Back south to La Antigua. This is where Cortez struck an alliance with its chief against the Aztecs, but then turned against him, the bastard. Everybody I asked around here thought Cortez was a very bad man. La Antigua has the Ermita del Rosario church, founded in 1523, making it the oldest church in the Western Hemisphere. It also has a great seafood restaurant, Las Delicias Marinas, on the banks of the Rio Antigua. I had their specialty, barbecued octopus, very tender.
Cempoala
Quiahuiztlan
Nov 20, 2017. Veracruz, Hotel Ulua Veracruz
Even though today is Mexican Independence Day, I couldn’t find anything going on to celebrate it. So I took in the new Pixar film Coco, in Spanish (I didn’t understand a word). It broke all Mexican records for animated films when it showed up a few weeks ago. Now sitting in a “restaurant” in a sketchy part of town, with a few guys drinking beer, a few ladies of uncertain virtue scattered about, a big screen TV showing a series of nude photos, really, really loud music from a jukebox, and, best of all, free soup. Not a bad way to celebrate the day.

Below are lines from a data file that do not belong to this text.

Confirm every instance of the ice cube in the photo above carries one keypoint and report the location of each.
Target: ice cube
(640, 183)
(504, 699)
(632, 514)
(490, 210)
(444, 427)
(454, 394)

Article in the digital NY Times entitled “Not dead. Not alive. Just gone.” Dateline Xalapa. The state of Veracruz has the most number of disappearances of any Mexican state: 2600 at last count, and surely an under estimation. Last year 300 bodies were exhumed in the state, but since there is no money for DNA analysis, virtually no positive identifications have been made. Last year there were 20,000 killings, with 98% unsolved. In fact, only 13% were reported. For lots of reasons, neither the government nor the police are interested in pursuing the cases. Veracruz is the most dangerous place for journalists in the Western Hemisphere. No wonder I have the place to myself. It’s easy enough to blame Mexico, but remember: the drugs they are killing for down here are the ones being demanded by American users.
It is now 3 in the afternoon. A few more men and women have trickled in. I’m interested to see what happens as the day progresses. So I’ll just hang out, read more on the life of Thomas Jefferson, and check my Lonely Planet and Rough Guides for what’s next in this most interesting state. Can’t believe how loud the music is - and not just here, but in restaurants, shops, hotels. Reminds me of the noisy cities of India.